Here’s what you should look for to help make jogging and exercising with your best friend a little more fun for both of you.
This is one of the most important details to any jogging leash. If the leash doesn’t connect to your belt or wrap around your waist, it’s no good for a dog jog. For one, as you hustle along the trail a hand-held leash will be easier to drop than when you are out for a slow stroll.
But carrying a leash also means you’re going to ruin your running form. And that almost defeats the purpose of the entire exercise.
Even if you are running somewhere where the dog can safely run off the lead, the waist-connected leash is a good idea. You might fancy yourself a pretty speedy runner, but your dog is faster. Having a leash connected means the dog will have to go at your pace, and you won’t have to strain to keep up.
Another perk of a leash that connects to your waist is that you can run with more than one dog. Several models make it easy to attach second and third leashes, so strap in all the dogs and hit the trail.
Give some space
If staying upright is important to you, then choosing the right length of leash needs to be a chief considerations.

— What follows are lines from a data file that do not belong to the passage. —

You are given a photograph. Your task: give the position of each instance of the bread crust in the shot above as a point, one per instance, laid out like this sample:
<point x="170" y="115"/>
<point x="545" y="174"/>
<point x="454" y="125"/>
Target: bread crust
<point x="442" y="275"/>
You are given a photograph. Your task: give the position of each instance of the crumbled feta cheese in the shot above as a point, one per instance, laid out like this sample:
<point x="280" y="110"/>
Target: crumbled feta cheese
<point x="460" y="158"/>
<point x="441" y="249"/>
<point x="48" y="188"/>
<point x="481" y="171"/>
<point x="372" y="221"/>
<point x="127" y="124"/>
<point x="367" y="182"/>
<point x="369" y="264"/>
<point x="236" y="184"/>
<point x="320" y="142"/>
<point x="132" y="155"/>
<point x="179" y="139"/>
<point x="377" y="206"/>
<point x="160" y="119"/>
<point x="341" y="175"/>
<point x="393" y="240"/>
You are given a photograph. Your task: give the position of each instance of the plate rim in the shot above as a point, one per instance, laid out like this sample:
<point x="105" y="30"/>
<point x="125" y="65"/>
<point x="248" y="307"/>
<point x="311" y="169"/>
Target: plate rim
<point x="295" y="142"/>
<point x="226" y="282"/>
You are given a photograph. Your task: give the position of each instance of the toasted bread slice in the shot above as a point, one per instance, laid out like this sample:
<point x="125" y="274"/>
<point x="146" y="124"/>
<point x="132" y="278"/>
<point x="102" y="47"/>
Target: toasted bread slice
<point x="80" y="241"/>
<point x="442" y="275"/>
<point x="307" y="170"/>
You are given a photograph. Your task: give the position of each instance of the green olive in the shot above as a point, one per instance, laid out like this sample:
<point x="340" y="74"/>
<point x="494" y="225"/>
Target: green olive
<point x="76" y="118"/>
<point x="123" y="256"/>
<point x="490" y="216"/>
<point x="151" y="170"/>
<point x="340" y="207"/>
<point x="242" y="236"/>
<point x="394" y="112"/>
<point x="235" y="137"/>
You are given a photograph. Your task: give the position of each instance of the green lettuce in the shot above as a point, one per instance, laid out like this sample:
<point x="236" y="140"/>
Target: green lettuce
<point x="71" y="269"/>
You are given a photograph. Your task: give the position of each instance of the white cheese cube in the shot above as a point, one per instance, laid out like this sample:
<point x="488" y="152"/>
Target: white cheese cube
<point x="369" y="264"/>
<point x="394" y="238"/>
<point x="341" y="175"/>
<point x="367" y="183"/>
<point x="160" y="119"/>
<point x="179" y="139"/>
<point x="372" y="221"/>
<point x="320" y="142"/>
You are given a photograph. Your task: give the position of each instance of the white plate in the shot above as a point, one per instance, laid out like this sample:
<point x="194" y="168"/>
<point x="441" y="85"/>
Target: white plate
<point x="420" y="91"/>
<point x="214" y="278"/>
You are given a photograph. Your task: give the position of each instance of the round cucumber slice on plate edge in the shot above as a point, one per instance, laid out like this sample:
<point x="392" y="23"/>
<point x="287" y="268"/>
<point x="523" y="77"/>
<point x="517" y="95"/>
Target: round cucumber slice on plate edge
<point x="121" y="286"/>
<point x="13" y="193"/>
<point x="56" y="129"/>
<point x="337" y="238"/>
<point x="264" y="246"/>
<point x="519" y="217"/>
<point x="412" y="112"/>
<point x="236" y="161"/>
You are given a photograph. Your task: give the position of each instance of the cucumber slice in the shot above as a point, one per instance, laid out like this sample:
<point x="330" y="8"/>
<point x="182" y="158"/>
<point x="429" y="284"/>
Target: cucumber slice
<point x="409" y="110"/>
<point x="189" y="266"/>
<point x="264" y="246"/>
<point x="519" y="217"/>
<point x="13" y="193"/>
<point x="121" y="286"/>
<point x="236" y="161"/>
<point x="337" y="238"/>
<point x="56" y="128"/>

If the leash is too short, you are going to be kicking the dog’s back legs. If it is too long — and the dog slows down a few notches — you run the risk of getting the leash wrapped around your ankles.
Heather Ratynski, Colorado manager for Chuck and Don’s pet supply, said even dogs who are well-trained to stay close to their owner’s heels during a walk should be allowed a little extra space when they run.
It isn’t realistic to expect the pooch to stay heeled for a run, she said, so pick a leash that lets them get out in front a few feet.
Ratynski, who runs regularly with her five Dutch Shepherds — often with two or three of them at a time — said about six feet is usually the ideal leash length for running. But, as with every factor that comes into play when choosing a leash, she said it depends on the dog and the runner.
When you go for a jog with a fellow biped, the two of you likely aren’t going to keep the exact same pace for the whole run. But the little variations pass unnoticed.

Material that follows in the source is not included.